The Post has a

The Post has a follow-up in Thursday’s paper on the Allen ‘I didn’t know I was Jewish’ saga.

Staff writer Michael D. Shear interviews Allen’s mom, Henrietta “Etty” Allen nee Lumbroso.

Not to be overly cynical but it reads as what you might call a sort of feel-good tale of hidden identities and toxic family secrets.

Lumbroso was raised as a Jew in Tunisia. But when she came to the US and married George’s dad she pretended to be a Christian because she didn’t think her husband’s family would accept her and also because she didn’t want her family to experience what she experienced in World War II. So she never told her family, until George confronted her about it last month. She admitted it was true. She said she was afraid he didn’t love her anymore. But no, he said, “Mom, I respect you more than ever.”

Okay, look, I’m doing my best to walk you through the narrative, okay?

Said Allen’s mother: “The fact this is such an issue justifies my actions, and my behavior.”

At the debate a few days ago Allen said “My mother’s French-Italian with a little Spanish blood in her. And I was raised as she was, as far as I know, raised as a Christian.” That wasn’t true of course. She’d already told him she was raised as a Jew. But that’s okay because she’d sworn him to secrecy after the conversation in August.

Some more texturey details come through even in the carmelized narrative. As Shear writes “She said that she and the senator’s father, famed former Redskins coach George Allen, had wanted [keep her Jewish ancestry a secret] to protect their children from living with the fear that she had experienced during World War II.”

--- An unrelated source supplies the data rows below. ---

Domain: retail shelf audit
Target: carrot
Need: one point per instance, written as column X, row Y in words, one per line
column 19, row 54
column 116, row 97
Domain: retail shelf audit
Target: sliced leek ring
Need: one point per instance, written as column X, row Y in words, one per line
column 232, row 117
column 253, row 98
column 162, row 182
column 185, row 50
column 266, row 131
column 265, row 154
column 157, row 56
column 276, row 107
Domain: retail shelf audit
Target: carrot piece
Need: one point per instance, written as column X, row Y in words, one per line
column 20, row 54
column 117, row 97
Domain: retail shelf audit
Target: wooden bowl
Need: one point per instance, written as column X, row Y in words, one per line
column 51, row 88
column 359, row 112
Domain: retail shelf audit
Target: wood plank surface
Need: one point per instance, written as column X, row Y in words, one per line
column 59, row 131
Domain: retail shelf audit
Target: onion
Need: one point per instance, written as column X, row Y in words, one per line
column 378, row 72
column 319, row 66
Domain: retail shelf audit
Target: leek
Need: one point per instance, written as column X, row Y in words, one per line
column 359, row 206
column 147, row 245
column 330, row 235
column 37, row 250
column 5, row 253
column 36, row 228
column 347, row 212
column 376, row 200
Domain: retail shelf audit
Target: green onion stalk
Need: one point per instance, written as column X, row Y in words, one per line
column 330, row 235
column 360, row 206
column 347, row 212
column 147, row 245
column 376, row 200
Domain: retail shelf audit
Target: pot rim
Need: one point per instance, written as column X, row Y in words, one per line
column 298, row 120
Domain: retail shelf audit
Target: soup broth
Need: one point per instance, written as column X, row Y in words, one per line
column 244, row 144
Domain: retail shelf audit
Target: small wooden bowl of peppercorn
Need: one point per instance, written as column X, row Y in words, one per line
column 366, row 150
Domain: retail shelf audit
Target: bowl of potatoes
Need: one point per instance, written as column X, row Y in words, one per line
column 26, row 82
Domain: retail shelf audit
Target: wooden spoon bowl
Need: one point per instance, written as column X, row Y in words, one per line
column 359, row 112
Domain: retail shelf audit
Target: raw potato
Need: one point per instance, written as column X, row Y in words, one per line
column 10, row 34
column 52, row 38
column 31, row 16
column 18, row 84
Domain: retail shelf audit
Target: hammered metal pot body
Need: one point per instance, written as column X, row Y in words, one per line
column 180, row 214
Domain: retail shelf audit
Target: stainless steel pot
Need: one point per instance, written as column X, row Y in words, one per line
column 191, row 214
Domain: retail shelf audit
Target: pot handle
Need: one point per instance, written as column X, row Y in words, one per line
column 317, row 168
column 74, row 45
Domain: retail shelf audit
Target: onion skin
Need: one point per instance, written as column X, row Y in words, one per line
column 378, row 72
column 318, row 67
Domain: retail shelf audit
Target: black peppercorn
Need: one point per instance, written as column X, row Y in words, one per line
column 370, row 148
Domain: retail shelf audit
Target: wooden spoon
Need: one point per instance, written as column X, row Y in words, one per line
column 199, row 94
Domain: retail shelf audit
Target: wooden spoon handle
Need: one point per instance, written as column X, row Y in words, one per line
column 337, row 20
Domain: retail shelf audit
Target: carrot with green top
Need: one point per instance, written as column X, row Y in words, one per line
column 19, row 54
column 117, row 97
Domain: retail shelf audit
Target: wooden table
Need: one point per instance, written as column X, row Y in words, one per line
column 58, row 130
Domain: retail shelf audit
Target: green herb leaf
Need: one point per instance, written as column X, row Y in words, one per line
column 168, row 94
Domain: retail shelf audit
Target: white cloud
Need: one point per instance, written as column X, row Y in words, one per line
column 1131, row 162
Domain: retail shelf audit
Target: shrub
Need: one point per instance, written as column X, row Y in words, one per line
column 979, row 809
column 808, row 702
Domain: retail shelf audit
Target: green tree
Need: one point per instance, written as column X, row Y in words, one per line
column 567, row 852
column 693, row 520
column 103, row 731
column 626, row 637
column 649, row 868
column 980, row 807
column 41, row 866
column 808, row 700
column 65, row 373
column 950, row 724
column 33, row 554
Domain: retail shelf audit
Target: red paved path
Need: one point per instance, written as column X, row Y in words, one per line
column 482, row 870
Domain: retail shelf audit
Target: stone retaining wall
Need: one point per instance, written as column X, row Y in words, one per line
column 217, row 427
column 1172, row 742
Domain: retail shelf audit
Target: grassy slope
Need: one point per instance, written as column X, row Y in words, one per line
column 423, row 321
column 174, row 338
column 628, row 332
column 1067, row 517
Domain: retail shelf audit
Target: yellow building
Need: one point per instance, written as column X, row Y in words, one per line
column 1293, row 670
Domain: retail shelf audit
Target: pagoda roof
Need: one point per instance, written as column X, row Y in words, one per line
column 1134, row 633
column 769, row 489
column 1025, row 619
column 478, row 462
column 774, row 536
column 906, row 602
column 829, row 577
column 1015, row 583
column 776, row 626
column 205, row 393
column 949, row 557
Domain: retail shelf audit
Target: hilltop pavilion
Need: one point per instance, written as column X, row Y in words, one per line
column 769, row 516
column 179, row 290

Further down, there’s a slightly different explanation, or at least another layer of it. Speaking of Allen’s father, she says, “He didn’t want me to tell his mother. At that time, that was a no-no, to marry outside the church.”

Even with a major helping of charity, I think this sounds like the more plausible explanation, rather than her desire to spare George persecution as a Jew in the United States.

One of my failings as a reporter, when I was doing that as my full time gig, was my lack of sufficient cynicism: I remember back in 2001 sitting in the home of a retired ambassador and having him lie to my face. Of course, I didn’t realize it then. I couldn’t get my head around the idea he was just straight out lying to me. (He’d artfully bamboozled me by refusing to talk on the phone or have of conversation recorded — only to insist that what I was asking about had simply never happened.) I found out a month or so later when a major paper broke the story I’d been working on with most of the same information I’d known months before. That reporter finally got the ambassador to ‘fess up.

That said, I might be willing to believe that Allen’s mother never told him her family was Jewish. I’m not silly enough to believe he didn’t know. I’ve learned a few lessons.